İnsan Hakları Derneği (İHD) İzmir Şubesi, 2 haftada bir “Kayıplar bulunsun, failler yargılansın” talebiyle gerçekleştirdiği eylem için bugün bir kez daha Konak Eski Sümerbank önünde açıklama yaptı. Eylemde, “Kayıplar vicdandır sahip çık” ve “Failler belli kayıplar nerede” pankartları açıldı. Bu hafta, 1 Temmuz 1980 yılında gözaltına alındıktan sonra kaybedilen Ali Uygur’un akıbeti soruldu.
UYGUR’UN HİKAYESİ
Uygur’un hikayesini okuyan İHD İzmir Şube Yöneticisi Ahmet Çiçek, Uygur’un, 1 Temmuz 1980’de Adana’nın Pozantı ilçesinde trenle yolculuk yaparken Mithat Nisan, Mahir Keçeci ve Özcan Fedakâr ile birlikte gözaltına alındığını aktardı.

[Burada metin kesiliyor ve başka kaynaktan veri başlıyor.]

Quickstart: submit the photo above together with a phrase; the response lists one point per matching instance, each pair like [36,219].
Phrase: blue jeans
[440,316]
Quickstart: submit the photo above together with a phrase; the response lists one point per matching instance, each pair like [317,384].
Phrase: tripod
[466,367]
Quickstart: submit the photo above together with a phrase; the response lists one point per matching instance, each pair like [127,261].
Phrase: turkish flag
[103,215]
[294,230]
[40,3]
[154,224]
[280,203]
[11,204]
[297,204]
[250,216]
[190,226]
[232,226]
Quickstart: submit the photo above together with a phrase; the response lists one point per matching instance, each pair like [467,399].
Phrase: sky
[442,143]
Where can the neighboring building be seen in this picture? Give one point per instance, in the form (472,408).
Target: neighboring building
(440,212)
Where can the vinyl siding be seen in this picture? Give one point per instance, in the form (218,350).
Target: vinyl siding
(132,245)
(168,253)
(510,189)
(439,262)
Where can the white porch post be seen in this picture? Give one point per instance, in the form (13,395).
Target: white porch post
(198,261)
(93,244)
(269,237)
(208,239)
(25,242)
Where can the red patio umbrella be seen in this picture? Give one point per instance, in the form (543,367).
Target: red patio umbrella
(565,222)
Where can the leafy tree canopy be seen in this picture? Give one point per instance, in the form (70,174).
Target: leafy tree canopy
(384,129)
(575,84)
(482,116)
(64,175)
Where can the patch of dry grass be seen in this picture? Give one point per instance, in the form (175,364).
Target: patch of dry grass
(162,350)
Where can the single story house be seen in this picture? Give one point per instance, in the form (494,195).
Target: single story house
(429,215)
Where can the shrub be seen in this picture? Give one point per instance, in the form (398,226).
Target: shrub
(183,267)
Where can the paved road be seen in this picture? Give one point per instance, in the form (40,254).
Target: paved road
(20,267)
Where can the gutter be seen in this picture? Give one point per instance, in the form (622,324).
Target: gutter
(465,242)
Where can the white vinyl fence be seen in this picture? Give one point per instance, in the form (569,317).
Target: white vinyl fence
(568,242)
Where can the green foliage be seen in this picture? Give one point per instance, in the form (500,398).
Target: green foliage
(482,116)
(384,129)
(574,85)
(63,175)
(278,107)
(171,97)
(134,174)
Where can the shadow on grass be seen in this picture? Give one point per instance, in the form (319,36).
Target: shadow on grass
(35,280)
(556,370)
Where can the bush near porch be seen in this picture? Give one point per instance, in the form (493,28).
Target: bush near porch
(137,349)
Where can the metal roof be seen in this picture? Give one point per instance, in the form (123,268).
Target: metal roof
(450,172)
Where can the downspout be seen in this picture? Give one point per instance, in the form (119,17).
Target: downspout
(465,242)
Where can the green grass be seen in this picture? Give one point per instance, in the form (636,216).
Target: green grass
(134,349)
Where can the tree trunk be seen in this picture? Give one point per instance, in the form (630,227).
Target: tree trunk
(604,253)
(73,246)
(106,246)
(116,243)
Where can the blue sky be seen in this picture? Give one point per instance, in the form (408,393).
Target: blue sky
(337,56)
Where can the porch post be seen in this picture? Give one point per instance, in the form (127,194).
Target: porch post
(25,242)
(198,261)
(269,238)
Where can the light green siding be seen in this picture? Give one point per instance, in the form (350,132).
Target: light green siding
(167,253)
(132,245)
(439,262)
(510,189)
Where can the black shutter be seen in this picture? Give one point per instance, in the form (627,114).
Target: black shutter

Gözaltına alınanların Adana Emniyet Müdürlüğü’ne götürüldüğünü belirten Çiçek, “Ali Uygur Mersin Emniyet Müdürlüğü’nün talebi üzerine Mersin’e getirildi. Uygur’dan dokuz gün boyunca haber alınamadı. 10 Temmuz günü anne Hatice Uygur, iki kızı ve Demokrat Gazetesi muhabiri Vahap Şehitoğlu ile birlikte; Mersin 1. Şube Müdürü Ömer Güneş ve Yardımcısı Hanefi Avcı ile görüştü. Anne, oğlunun hayatından endişe ettiğini belirtti. Yanıt çok sertti: ‘Oğlun Demirtaş Mahallesi’nde bir operasyon sırasında 9 Temmuz’da kaçtı. Ama inşallah ölmüştür” ifadelerini kullandı.
İŞKENCE TEHDİDİ
Ailenin olayla ilgili devlet makamlarına sayısız dilekçe verdiğini belirten Çiçek, aynı tarihlerde Mersin Birinci Şube’de başka bir suç iddiasıyla gözaltında bulunan Haşim Aslan’ın sorgu hakimliğinde Ali Uygur’un gözaltında öldürüldüğünü ve tanıklık yapmak istediğini beyan ettiğini kaydetti. Bu beyan üzerine Haşim Aslan’ın Sinop Cezaevi’ne nakledildiğini dile getiren Çiçek, “Ali Uygur’la birlikte gözaltına alınanlara dönemin Siyasi Şube Komiseri Hanefi Avcı tarafından o unutulmaz soru soruldu ‘Bu ayakkabının sahibini tanıyor musun’ Avcı, gözaltında direniş gösteren herkese ‘konuşmazsanız sonunuz Ali Uygur gibi olur, ayakkabılarınız burada kalır’ demişti” diye belirtti.
KİMSESİZLER MEZARLIĞINDA BULUNDU
12 Eylül öncesi Mersin’deki bütün siyasi yapıların Ali Uygur için sokağa çıktığını söyleyen Çiçek, Ali Uygur’un günler sonra kimsesizler mezarlığında bulunduğunu belirtti. Çiçek, “Mezar kazıcıları; Ali Uygur’u fotoğrafından teşhis eder cesedinin polisler tarafından getirildiğini ve defnedildiğini, ancak; gösterdikleri mezarın denizde boğulan Ali Bütün adına kayıtlı olduğunu söylerler. 22 Ağustos 1980’de Ali Bütün adına kayıtlı kimsesiz mezarı, hâkim huzurunda açıldı ve mezarda yatan kişinin 53 gün önce gözaltına alınan Ali Uygur’un işkenceyle parçalanmış bedeni olduğu annesi tarafından teşhis edildi. Devletin bazı görevlileri yine suçüstü yakalanmışlardı ama 12 Eylül askeri darbesinin karanlığında bu dosya da açılmadan kapatıldı” diye konuştu.
Açıklama yapılan oturma eylemi ile son buldu.